L’autre pré-requis de la communauté, cherchait une cohérence entre le visible et l’invisible : si Dieu est tout-puissant, on peut tout lui demander, et il nous exaucera. Encore une fois, oui, la prière peut tout obtenir. Mais dans une démarche ouverte à sa Volonté, patiente, docile, sans chercher de signes ou à la trouver dans un environnement où l’affectif serait charmé, sans éviter le combat, qu’on appelle parfois à tort la « force du poignet ».
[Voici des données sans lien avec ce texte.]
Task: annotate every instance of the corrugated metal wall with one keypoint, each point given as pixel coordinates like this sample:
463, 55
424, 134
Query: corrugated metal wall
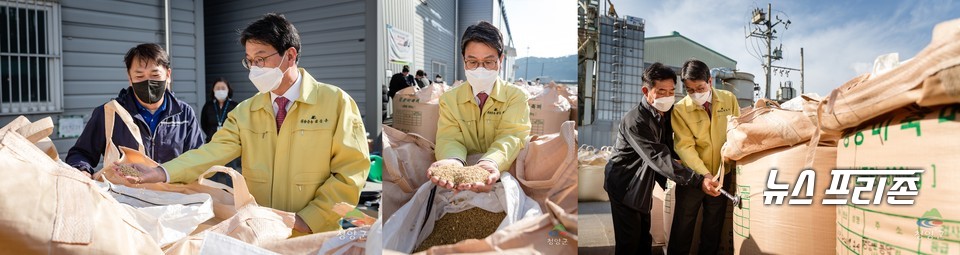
433, 26
95, 36
399, 15
674, 50
440, 43
619, 78
335, 45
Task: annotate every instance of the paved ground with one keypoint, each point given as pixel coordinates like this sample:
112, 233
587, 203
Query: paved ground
596, 229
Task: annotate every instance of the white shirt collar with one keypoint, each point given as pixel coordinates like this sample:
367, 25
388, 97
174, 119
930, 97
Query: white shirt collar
292, 94
477, 91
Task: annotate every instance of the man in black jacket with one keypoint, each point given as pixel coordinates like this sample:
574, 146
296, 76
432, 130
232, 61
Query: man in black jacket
168, 127
644, 155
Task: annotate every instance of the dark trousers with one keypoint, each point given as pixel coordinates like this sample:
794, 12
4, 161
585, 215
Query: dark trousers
688, 202
631, 229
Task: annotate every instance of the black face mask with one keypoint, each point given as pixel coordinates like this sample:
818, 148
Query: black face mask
149, 91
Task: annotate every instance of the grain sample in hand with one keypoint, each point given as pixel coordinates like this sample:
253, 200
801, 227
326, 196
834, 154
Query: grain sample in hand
474, 223
459, 175
128, 170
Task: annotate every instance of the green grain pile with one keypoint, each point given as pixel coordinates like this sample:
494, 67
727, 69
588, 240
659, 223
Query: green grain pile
474, 223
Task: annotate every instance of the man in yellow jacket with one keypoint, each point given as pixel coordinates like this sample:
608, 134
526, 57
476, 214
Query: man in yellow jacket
301, 142
484, 115
700, 129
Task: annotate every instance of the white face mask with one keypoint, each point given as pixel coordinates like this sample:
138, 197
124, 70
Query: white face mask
663, 104
701, 98
481, 79
220, 94
267, 79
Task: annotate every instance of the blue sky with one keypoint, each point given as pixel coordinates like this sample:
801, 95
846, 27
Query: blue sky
840, 38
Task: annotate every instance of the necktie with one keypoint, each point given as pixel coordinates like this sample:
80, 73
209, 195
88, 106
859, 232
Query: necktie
282, 112
483, 99
706, 106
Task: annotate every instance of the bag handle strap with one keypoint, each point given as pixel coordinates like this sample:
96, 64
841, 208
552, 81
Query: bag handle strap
241, 194
111, 109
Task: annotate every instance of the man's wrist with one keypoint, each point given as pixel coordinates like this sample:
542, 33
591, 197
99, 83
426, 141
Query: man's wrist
165, 174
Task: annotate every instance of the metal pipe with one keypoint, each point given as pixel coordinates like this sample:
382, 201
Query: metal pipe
166, 29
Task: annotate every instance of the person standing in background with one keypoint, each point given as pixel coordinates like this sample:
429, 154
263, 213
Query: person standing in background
212, 116
421, 79
399, 81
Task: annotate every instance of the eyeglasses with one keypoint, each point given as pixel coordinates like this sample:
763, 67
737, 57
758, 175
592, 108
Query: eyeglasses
663, 93
257, 61
701, 89
473, 64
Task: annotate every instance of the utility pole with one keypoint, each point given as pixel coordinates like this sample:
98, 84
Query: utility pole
801, 71
765, 30
526, 72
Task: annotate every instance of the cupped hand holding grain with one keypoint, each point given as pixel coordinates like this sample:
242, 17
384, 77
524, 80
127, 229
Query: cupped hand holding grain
139, 173
442, 182
454, 176
486, 184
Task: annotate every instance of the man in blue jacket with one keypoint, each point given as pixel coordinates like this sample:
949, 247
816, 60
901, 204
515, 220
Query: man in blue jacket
168, 126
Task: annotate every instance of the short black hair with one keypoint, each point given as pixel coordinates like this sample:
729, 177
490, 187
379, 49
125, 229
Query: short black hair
147, 52
485, 33
224, 80
694, 70
658, 72
272, 29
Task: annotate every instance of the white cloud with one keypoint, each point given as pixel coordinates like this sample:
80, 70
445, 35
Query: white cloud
548, 27
839, 43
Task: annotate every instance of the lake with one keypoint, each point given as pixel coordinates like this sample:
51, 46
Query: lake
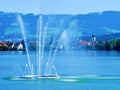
77, 70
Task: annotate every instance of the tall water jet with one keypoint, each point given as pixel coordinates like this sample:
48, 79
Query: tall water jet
49, 65
40, 41
39, 46
21, 23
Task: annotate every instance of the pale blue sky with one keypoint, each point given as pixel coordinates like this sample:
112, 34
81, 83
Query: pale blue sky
59, 6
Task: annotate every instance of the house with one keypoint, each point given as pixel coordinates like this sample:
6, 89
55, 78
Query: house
17, 46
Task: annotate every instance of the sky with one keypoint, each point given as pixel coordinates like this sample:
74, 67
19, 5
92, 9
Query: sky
59, 6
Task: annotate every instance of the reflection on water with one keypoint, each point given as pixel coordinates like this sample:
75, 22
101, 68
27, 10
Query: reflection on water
101, 67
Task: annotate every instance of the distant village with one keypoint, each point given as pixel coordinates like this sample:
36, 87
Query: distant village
20, 45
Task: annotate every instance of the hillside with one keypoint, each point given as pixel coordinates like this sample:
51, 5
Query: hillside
103, 24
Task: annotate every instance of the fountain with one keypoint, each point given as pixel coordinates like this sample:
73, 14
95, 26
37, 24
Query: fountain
50, 71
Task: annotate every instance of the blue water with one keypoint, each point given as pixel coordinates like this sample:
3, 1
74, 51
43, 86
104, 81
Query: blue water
77, 70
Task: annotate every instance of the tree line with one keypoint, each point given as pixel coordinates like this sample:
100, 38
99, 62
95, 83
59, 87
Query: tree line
108, 45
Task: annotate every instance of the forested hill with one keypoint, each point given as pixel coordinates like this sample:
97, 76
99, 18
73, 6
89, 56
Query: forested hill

La communauté des Béatitudes a attiré beaucoup d’artistes en son sein en raison de l’esthétisme émanant de ses chants, de la liturgie inspirée des Bizantins, dans un grand respect du Sacré.
Chaque célébration, chaque Messe, jouissait d’une organisation parfaite, au son de voix magnifiques, et de nombreux instruments. J’ai le souvenir de magnifiques Fête-Dieu, d’entrées du Clergé en la Cathédrale de Lisieux absolument superbes, fortes de tous ces jeunes prêtres de tous les pays, accueillis par des chants quasi célestes.
Le véritable défi aujourd’hui, c’est de pouvoir offrir la beauté de la liturgie, la qualité d’un accueil toujours plus ouvert aux plus démunis, aux plus seuls, la formation pour ceux qui découvrent la présence de Dieu dans leur vie, et qui veulent apprendre à Le mieux connaître, dans les paroisses.
Le véritable renouveau, sera celui où les catholiques ne chercheront plus à se réfugier dans des communautés, où ils ne peineront plus à chercher de prêtres, comme on se fait recommander un bon dentiste, plutôt que de se risquer à aller n’importe où, et lorsque les catholiques reconnaîtront tous la réalité des souffrances qu’ils côtoient souvent sans les voir, pour que les « blessés de la vie » dont parlait Jean-Paul II, n’aillent chercher refuge vers de faux prophètes, ou des guérisseurs…
Les actes qui sont en ces jours jugés, découlent malheureusement d’un leurre : celui de croire que des personnes savent mieux, connaissent mieux le Christ et à qui on donne du pouvoir en raison de leur personnalité, ou de leur aisance à s’exprimer. Et cela ne concerne pas que la Communauté des Béatitudes.
Prions et accueillons tous ceux qui cherchent Dieu, particulièrement ceux qui ont été blessés là où ils croyaient trouver refuge. Que cette triste affaire ne nous fasse pas condamner une communauté parmi d’autres, mais nous aide à prendre conscience de cette foule qui attend qu’on lui annonce le Sauveur…
Enfin, toutes mes prières vont à Solweig, et aux autres victimes.
*Hélène Julien est mère de famille, membre de l’équipe de réinformation de Radio Courtoisie, et « militante pour la Vie ».